Five years after a trial started against the National Socialist Underground (NSU), a neo-Nazi gang accused of murdering eight Turks, the German government still faces tough questions on its failure to shed light on alleged links the gang had with intelligence services.
Beate Zschaepe, the sole surviving member of the gang, is standing trial for its crimes, but critics say state officials, especially intelligence service members, should also be investigated for shortcomings in tracking down the suspects and sometimes hiding evidence pointing to their knowledge of neo-Nazi informants tied to the NSU.
Angela Merkel, who was elected chancellor two years before the last crime committed by the gang, has pledged a full investigation of the NSU and its connections; however, according to Alexander Bosch, an Amnesty International official in Germany, she did not keep her promise. Speaking to AFP, Bosch said the identity of the gang's accomplices was still unclear. The gang consisted of Uwe Mundlos, Uwe Boehnhardt and Zschaepe. Two men died in an apparent suicide as the police closed in on the gang in 2011 while Zschaepe claimed in her trial she was simply a witness to crimes and was not involved in the racially motivated murders of eight Turkish-German citizens, a Greek national and a German policewoman, as well as a string of bank robberies and the bombing of a Turkish-dominated neighborhood. Bosch said key points in the case were not put into consideration and they did not expect that authorities would work to shed light on those points. He said they see "clear signs of institutional racism in Germany that helped NSU to commit their crimes." Bosch noted that failure to take a consistent approach to the case may help far-right groups to remain active, citing the rise in far-right movements and that of the Reich Citizens Movement, an extremist group which made the headlines recently with a series of violent incidents in the recent days.
After the discovery of the NSU, seemingly by coincidence, it was revealed in the trial that the gang had connections to informants recruited by the German intelligence agency, which raised the question of whether intelligence officials had knowledge of the gang's activities and deliberately ignored it.

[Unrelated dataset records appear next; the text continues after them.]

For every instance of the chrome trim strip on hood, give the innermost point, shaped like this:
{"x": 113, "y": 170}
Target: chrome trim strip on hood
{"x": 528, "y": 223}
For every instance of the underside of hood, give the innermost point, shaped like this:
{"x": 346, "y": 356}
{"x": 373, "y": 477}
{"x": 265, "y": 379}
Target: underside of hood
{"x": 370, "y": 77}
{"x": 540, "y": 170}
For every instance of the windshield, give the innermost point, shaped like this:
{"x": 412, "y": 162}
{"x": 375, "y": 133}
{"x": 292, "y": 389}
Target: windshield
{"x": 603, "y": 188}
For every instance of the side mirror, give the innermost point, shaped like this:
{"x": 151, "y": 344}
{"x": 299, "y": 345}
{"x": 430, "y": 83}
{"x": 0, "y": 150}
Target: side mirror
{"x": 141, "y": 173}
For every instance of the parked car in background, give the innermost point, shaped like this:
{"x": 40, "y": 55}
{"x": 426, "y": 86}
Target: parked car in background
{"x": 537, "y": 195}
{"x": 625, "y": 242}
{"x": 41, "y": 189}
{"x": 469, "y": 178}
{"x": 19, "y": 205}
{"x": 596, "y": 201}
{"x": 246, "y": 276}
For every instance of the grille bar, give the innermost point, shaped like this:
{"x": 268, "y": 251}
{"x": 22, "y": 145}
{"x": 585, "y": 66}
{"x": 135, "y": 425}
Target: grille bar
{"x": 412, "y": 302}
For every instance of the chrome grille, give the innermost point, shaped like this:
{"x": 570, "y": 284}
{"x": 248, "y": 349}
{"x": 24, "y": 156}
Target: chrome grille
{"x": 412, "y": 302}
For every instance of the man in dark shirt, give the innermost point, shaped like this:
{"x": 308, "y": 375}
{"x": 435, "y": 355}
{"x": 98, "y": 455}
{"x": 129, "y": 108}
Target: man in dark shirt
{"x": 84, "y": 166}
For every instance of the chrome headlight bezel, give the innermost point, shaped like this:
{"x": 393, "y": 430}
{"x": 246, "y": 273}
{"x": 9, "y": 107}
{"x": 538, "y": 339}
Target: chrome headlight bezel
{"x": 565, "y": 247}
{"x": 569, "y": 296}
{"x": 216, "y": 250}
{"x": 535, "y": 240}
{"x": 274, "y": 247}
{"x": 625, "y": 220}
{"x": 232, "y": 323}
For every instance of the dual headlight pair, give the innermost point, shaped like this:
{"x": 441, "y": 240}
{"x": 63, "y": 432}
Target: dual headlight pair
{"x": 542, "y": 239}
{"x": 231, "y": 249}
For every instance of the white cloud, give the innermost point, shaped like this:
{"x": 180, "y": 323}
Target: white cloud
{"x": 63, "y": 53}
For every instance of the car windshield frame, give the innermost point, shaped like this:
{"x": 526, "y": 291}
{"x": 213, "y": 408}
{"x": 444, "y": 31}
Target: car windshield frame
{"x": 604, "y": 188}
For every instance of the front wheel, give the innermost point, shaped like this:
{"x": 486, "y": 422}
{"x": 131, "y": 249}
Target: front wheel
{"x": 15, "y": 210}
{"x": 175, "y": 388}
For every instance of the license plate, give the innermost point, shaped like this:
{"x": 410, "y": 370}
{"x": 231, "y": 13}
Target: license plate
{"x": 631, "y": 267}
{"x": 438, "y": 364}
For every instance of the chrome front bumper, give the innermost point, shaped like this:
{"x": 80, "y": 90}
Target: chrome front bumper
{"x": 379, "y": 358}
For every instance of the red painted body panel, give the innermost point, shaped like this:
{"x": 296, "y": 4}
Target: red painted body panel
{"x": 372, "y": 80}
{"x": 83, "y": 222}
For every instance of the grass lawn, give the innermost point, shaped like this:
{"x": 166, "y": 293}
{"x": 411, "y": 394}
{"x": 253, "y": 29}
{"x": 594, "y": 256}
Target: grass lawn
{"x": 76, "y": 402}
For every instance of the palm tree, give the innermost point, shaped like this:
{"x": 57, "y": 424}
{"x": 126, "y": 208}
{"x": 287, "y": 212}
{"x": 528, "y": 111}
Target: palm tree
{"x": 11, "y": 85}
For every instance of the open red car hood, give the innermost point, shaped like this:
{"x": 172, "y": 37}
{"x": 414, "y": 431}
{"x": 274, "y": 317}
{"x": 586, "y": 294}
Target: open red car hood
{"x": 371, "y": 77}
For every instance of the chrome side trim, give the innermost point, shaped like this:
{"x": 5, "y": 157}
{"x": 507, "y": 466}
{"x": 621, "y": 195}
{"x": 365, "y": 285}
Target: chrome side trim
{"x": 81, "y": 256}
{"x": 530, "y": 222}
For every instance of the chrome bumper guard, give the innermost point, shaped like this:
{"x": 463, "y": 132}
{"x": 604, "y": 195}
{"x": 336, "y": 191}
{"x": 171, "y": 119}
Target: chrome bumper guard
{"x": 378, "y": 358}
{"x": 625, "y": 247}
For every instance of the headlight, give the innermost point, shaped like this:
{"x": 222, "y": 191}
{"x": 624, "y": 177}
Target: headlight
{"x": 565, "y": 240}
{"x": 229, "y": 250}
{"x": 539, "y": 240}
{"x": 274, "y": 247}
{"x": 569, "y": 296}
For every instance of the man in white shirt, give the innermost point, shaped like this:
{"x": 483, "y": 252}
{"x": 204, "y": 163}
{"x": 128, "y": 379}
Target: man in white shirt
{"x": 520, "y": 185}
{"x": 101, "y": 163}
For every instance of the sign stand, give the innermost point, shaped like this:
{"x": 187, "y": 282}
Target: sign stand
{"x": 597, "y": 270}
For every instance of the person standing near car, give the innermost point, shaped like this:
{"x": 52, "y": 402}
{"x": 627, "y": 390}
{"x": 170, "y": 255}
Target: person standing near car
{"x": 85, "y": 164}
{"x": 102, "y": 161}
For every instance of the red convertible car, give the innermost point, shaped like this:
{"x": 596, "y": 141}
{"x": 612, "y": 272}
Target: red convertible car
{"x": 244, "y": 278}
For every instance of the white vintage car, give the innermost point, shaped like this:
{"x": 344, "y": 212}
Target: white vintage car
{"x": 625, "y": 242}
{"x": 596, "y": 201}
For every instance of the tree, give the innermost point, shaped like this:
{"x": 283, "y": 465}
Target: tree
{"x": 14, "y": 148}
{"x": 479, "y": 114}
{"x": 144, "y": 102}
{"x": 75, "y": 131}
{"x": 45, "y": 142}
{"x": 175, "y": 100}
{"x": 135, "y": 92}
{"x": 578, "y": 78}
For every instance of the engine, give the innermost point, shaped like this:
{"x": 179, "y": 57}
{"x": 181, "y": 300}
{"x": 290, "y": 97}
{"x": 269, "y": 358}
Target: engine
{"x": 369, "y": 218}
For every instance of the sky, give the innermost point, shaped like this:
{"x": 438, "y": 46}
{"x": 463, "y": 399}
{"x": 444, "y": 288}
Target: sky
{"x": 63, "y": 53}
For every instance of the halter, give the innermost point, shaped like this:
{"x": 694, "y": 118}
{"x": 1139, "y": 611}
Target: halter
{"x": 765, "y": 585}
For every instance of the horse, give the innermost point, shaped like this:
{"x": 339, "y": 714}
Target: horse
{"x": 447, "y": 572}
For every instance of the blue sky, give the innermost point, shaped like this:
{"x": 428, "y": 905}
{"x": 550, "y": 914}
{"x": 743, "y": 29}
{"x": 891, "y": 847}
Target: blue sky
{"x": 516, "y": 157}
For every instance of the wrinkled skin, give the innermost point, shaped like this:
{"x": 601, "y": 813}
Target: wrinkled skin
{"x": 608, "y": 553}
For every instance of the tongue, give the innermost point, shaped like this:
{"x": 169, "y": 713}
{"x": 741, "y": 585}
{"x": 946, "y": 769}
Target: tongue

The NSU's crimes between 2000 and 2007 were initially attributed to domestic disputes within ethnic communities by German authorities, which apparently only noticed them when they found a DVD in the residence where Mundlos, Boehnhardt and Zschaepe shared, with evidence pointing to racist motives behind the murders and bombing.
The authorities' failure to detect the activities of the NSU for years prompted concerns of a potential cover-up and even protection of far-right groups, especially after it was revealed that NSU members had close ties to some informants on the payroll of intelligence services. Intelligence services also face a string of legal complaints for destroying evidence linking them to informants connected to the gang. Several intelligence officials have resigned since the trial started, but no legal proceedings are underway on possible negligence and cover-ups related to the case.